Psychology professor to present on placebo effect in Germany

January 11, 2013 | News, Research, UToday, — Languages, Literature and Social Sciences
By Samantha Watson



When it comes to the medical treatment of patients, individual psychology and personality can have a huge effect on the response to a drug or therapy.

Geers

Dr. Andrew Geers, professor of psychology at The University of Toledo, has been invited to a conference in Tübingen, Germany, to talk about this phenomenon, called the placebo effect, in the treatment of patients.

The placebo effect is the psychological effect that patients themselves have on their treatment. Many studies have been performed where patients were given a drug that was actually a sugar pill, or placebo, and they reported feeling better because of the effect their psyche had on the treatment.

Geers said that placebo effects not only alter psychological experience, but also influence physiological and biological pathways in immune, endocrine and gastrointestinal systems.

He has studied this for 10 years and lately has focused his research on the effects a patient’s personality has on the placebo effect, and has found that nearly everyone experiences the placebo effect. However, each person is affected differently; for example, optimists tend to respond to improvements while pessimists focus more on the negative side effects a drug can have.

“A lot of the researchers at this conference are very interested in how their patients respond to different treatments and the placebo component of a treatment, so I think that’s something that they would like to hear more about,” Geers said.
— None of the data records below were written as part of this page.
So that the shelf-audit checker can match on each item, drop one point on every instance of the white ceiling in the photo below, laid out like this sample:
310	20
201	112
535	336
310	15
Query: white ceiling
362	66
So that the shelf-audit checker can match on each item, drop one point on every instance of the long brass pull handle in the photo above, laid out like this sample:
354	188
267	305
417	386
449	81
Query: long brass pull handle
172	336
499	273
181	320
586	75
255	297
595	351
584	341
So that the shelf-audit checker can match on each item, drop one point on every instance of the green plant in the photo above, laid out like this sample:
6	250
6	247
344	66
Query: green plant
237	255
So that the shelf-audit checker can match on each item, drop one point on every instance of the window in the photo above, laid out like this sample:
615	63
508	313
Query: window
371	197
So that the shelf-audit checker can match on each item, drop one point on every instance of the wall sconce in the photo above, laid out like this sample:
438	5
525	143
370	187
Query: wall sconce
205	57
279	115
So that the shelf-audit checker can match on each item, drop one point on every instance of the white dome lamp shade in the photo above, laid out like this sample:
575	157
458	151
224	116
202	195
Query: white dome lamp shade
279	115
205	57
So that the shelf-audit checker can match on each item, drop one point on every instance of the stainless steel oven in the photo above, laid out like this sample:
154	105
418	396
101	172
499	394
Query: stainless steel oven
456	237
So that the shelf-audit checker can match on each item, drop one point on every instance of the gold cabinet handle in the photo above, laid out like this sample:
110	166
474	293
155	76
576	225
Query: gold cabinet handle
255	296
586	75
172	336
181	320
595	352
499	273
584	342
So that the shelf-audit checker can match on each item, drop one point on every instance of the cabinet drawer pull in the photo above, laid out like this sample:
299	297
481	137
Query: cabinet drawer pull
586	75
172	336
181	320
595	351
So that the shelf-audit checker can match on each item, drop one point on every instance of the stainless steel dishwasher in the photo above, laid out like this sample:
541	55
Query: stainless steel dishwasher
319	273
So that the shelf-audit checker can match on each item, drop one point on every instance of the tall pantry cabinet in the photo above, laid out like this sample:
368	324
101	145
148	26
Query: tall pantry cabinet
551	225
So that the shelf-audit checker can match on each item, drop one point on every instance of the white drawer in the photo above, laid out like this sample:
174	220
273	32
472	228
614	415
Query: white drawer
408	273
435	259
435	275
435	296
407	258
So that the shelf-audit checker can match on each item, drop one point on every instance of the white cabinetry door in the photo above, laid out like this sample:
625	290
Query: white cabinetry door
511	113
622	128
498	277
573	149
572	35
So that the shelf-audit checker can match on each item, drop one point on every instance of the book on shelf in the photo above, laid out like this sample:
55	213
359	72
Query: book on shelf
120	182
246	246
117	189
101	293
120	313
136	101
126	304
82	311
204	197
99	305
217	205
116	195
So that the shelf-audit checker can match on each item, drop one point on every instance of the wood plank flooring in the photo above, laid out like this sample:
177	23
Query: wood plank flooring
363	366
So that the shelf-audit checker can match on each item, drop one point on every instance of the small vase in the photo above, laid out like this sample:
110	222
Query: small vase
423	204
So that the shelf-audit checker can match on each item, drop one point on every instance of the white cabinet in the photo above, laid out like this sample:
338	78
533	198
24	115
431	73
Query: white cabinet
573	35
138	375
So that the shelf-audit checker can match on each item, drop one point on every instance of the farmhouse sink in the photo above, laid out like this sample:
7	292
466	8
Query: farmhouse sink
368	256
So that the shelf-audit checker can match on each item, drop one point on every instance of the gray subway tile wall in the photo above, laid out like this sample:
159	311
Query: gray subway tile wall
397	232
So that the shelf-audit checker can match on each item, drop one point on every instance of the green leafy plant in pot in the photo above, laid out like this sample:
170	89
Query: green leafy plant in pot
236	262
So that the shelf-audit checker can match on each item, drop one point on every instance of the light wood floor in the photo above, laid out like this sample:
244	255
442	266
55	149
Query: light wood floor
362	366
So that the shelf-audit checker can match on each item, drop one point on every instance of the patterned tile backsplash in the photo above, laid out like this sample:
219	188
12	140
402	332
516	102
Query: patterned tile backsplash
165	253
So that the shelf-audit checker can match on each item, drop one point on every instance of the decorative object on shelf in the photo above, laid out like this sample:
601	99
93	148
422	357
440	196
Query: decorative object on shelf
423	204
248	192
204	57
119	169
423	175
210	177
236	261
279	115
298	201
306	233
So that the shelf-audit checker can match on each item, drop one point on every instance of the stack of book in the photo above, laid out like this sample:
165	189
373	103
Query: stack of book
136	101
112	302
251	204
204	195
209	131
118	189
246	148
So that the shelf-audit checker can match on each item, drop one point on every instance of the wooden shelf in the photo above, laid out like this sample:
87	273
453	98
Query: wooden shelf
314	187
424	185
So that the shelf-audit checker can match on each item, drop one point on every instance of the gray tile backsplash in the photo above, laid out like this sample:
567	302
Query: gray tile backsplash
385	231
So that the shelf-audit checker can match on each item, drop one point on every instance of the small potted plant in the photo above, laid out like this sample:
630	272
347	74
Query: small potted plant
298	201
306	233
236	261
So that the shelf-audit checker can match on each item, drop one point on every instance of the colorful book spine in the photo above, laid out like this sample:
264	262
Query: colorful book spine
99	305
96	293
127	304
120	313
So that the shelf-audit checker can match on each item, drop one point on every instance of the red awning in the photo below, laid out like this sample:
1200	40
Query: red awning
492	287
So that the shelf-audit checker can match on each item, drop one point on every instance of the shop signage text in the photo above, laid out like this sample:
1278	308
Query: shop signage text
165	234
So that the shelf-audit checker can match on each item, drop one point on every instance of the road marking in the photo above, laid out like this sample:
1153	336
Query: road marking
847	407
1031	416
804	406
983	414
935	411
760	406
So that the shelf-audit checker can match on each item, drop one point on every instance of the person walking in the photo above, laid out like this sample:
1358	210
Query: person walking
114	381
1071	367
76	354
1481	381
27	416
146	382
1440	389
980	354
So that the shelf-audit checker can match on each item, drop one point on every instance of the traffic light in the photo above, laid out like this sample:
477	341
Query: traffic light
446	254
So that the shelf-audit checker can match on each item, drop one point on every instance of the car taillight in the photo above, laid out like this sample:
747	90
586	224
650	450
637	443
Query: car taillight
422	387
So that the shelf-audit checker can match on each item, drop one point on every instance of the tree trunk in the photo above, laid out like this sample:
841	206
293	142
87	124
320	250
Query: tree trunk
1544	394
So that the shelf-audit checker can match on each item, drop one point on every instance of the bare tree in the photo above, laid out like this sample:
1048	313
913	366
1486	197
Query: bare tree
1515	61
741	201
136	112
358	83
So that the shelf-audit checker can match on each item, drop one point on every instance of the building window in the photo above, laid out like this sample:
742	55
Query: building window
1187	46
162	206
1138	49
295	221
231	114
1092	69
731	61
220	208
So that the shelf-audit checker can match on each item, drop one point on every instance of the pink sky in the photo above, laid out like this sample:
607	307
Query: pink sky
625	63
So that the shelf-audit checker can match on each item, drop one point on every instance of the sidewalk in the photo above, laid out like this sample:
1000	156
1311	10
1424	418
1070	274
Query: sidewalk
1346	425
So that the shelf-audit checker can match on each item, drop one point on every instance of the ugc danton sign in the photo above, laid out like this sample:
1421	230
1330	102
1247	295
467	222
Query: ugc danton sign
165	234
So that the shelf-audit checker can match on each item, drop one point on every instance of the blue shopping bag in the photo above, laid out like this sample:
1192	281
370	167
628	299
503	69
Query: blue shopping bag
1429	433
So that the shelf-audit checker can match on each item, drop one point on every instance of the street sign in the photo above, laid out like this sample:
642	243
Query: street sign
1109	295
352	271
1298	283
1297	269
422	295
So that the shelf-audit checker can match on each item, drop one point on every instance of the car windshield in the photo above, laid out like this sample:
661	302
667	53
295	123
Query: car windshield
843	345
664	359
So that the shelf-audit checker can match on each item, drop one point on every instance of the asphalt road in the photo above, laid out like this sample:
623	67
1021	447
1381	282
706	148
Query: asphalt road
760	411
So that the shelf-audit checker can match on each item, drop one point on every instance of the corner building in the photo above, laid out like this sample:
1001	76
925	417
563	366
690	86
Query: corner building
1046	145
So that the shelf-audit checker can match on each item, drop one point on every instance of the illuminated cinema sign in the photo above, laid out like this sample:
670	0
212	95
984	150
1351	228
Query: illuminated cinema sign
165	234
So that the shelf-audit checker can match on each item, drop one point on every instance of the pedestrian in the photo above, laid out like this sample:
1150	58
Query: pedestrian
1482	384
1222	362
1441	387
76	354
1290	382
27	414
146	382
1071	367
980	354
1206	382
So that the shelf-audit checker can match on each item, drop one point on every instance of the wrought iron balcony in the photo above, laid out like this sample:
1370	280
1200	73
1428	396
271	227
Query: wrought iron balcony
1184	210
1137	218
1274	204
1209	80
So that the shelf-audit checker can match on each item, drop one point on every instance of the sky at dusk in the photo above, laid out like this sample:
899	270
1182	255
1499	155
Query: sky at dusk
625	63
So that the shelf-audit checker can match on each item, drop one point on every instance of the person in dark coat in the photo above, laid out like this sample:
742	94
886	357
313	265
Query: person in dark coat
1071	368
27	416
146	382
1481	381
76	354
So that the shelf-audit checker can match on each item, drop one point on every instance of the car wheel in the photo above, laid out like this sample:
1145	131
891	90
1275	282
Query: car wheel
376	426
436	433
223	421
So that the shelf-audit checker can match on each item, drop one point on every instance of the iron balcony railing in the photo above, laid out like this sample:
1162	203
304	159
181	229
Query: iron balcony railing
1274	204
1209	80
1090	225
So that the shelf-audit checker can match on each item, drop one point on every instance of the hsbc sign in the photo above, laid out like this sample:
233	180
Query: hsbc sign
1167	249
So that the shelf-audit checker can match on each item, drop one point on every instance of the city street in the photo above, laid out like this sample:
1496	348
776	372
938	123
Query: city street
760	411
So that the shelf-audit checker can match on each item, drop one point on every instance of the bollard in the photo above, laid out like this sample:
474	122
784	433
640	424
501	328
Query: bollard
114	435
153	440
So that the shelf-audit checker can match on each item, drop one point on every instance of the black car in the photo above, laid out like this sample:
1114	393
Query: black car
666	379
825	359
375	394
He has attended general psychology conferences in the United States on multiple occasions. He first attended a conference aimed toward the placebo effect last summer in Switzerland, and this will be his first time visiting Germany.

“I know there are people coming from Australia for this conference, people from Canada, the U.S., all over Europe, people from China,” Geers said. “I’m very interested to see the perspectives and the data coming from all these different labs.”

The conference will be held from Wednesday, Jan. 23 to Friday, Jan. 25, and is titled “Progress in Our Understanding of the Psychobiological and Neurobiological Mechanisms of the Placebo and Nocebo Responses.”

Along with Geers, UT doctoral students Stephanie Fowler and Jill Brown will present research at the conference. Fowler will discuss “Placebo Effects in Pain Relief Treatments,” and Brown will present a poster on “Placebo Effects in Sleep Treatments.”